St John's College W.114

The Psalms in English by Ernest Hampden-Cook, c. 1921-31

 

'The Psalms for the People. An idiomatic & slightly paraphrastic translation into everyday English mainly from the Massoretic Hebrew text. By Ernest Hampden-Cook, BA London; MA Cambridge; formerly exhibitioner for Hebrew, St John's College Cambridge & Hebrew prizeman, Owens College Manchester; editor and part reviser of Dr R.F. Weymouth's 'New Testament in Modern Speech'.'

Born in 1860, the son of a London oil merchant, Hampden-Cook was educated at Mill Hill School, Hackney, and trained for the Congregationalist ministry at the Lancashire Independent College.
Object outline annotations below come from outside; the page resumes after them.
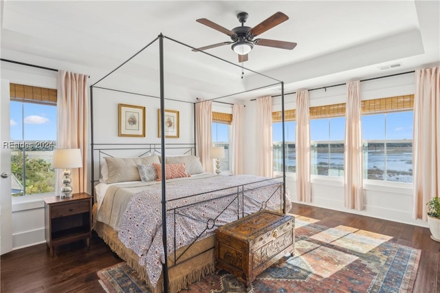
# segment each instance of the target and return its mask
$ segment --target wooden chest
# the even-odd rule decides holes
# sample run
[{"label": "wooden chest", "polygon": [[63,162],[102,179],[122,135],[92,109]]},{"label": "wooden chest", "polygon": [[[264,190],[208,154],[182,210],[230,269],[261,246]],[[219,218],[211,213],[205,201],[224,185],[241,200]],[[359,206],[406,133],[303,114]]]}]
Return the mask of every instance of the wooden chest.
[{"label": "wooden chest", "polygon": [[258,274],[293,253],[295,218],[263,210],[219,228],[215,234],[216,270],[235,274],[248,292]]}]

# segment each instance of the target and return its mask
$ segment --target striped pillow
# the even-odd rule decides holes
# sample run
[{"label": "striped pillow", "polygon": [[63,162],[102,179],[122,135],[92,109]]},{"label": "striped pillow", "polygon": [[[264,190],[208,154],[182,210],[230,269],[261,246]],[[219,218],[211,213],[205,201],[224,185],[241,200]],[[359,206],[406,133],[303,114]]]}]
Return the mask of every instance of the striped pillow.
[{"label": "striped pillow", "polygon": [[[162,180],[162,165],[153,163],[153,166],[157,172],[157,179],[156,181]],[[165,179],[180,178],[182,177],[190,177],[190,175],[186,173],[185,163],[182,164],[166,164],[165,165]]]}]

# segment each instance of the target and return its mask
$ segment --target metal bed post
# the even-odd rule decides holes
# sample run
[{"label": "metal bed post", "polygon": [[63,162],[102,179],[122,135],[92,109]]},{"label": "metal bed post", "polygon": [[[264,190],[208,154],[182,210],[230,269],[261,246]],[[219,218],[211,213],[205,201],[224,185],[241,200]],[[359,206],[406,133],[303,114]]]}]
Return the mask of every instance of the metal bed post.
[{"label": "metal bed post", "polygon": [[284,133],[284,81],[281,82],[281,122],[283,129],[283,213],[286,213],[286,148]]},{"label": "metal bed post", "polygon": [[192,104],[194,105],[194,155],[197,155],[197,149],[196,147],[196,125],[195,125],[195,119],[196,119],[196,113],[195,113],[195,102]]},{"label": "metal bed post", "polygon": [[164,246],[164,263],[163,265],[164,270],[164,292],[168,292],[168,254],[167,254],[167,243],[166,243],[166,172],[165,172],[165,96],[164,96],[164,36],[162,34],[159,35],[159,65],[160,65],[160,136],[161,146],[160,151],[162,152],[162,244]]},{"label": "metal bed post", "polygon": [[94,86],[90,86],[90,152],[91,153],[91,197],[95,202],[95,146],[94,144]]}]

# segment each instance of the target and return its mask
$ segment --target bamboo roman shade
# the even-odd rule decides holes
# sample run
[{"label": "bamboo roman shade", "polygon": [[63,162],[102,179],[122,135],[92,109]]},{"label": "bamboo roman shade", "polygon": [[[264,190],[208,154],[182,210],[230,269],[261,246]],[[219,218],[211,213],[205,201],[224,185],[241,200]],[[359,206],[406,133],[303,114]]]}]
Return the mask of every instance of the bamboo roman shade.
[{"label": "bamboo roman shade", "polygon": [[311,107],[310,119],[345,116],[345,103]]},{"label": "bamboo roman shade", "polygon": [[10,83],[11,100],[56,105],[56,89]]},{"label": "bamboo roman shade", "polygon": [[[362,114],[410,111],[414,109],[414,95],[397,96],[362,100],[361,101],[361,107]],[[309,111],[310,119],[343,117],[345,116],[345,103],[311,107]],[[295,120],[294,109],[286,110],[284,113],[285,121]],[[272,122],[281,122],[280,111],[272,113]]]},{"label": "bamboo roman shade", "polygon": [[363,100],[361,107],[362,114],[409,111],[414,109],[414,95]]},{"label": "bamboo roman shade", "polygon": [[230,124],[232,122],[232,114],[226,113],[212,112],[212,122]]},{"label": "bamboo roman shade", "polygon": [[[294,109],[285,110],[284,111],[284,120],[285,121],[295,121],[296,118],[296,112]],[[272,112],[272,122],[278,122],[283,121],[281,117],[281,111],[277,111]]]}]

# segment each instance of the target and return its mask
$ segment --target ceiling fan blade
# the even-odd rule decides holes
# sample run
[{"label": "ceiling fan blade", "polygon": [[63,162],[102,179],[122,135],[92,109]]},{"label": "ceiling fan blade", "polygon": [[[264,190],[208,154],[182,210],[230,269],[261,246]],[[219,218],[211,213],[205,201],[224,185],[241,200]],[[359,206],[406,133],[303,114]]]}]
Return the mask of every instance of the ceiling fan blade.
[{"label": "ceiling fan blade", "polygon": [[246,62],[248,60],[248,54],[239,55],[239,63]]},{"label": "ceiling fan blade", "polygon": [[283,41],[268,40],[267,39],[257,39],[254,41],[255,45],[259,46],[273,47],[280,49],[292,50],[296,47],[296,43],[285,42]]},{"label": "ceiling fan blade", "polygon": [[225,28],[223,27],[222,27],[221,25],[219,25],[217,23],[213,23],[212,21],[206,19],[197,19],[196,20],[197,22],[200,23],[201,24],[204,24],[205,25],[207,25],[211,28],[213,28],[214,30],[218,30],[220,32],[223,32],[223,34],[226,34],[228,36],[233,36],[234,32],[232,32],[232,31],[228,30],[227,28]]},{"label": "ceiling fan blade", "polygon": [[283,12],[278,12],[261,23],[255,25],[249,32],[254,36],[258,36],[287,19],[289,19],[289,17]]},{"label": "ceiling fan blade", "polygon": [[210,45],[208,46],[201,47],[197,48],[197,49],[192,49],[191,51],[192,51],[192,52],[204,51],[204,50],[208,50],[208,49],[214,48],[216,47],[220,47],[220,46],[223,46],[224,45],[230,45],[230,44],[232,44],[232,42],[219,43],[218,44],[214,44],[214,45]]}]

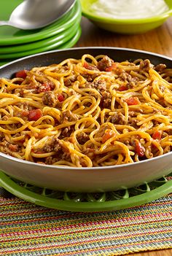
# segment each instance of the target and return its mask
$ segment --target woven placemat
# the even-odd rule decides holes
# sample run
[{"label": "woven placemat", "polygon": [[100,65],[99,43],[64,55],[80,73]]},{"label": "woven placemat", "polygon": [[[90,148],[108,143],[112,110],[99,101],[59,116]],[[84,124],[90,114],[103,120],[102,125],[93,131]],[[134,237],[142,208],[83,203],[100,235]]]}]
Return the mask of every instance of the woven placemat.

Admitted as a sizar to St John's College in 1882, he graduated BA in 1885 with a third class in the Theological Tripos and subsequently served as a minister in New Zealand (1887-9) and New South Wales (1889-90). Returning to England in 1890, Hampden-Cook acted as Resident Secretary to Mill Hill School until 1896. He subsequently served as pastor at Dolgelly (1897-1900), Sandbach (1900-12), Jarvis Brook (1912-14), Salford (1914-16), and Barton-on-Humber (1916-18). In 1906 he carried out a revision of Weymouth's New Testament in Modern Speech. He died unmarried at Cambridge in 1932, aged seventy-two. A note in The Eagle 47 (1934), 247 reads: 'From the first he had become deeply interested in the attempt to make the Bible more familiar to English-speaking people ... His knowledge of Hebrew led him in later years to undertake translations into the vernacular of parts of the Old Testament. These have been left in MS form, and ought to be preserved.'

Manuscript extra information

220 x 145mm. 256 pages + blanks. Ruled, hardback notebook. Written in a single neat hand throughout in blue ink, with headings and marginal annotations in red ink. The text contains several additions and corrections, in pen and pencil. Two dates appear in pencil at the end of the text, 15.8.21 and 17.7.31. These presumably refer to revisions. Three loose pages tucked into the volume contain notes by Hampden-Cook detailing conventions followed in his translation and acknowledging the assistance of various individuals.

Pencil notes on the front flyleaf read 'E. Hampden-Cook, 34 Harvey Goodwin Avenue, Cambridge' and 'The property of Florence Mary Hughes, Tudor House, Barnet'. College bookplate on flyleaf. Given by Florence Mary Hughes in 1933 (book label inside front cover).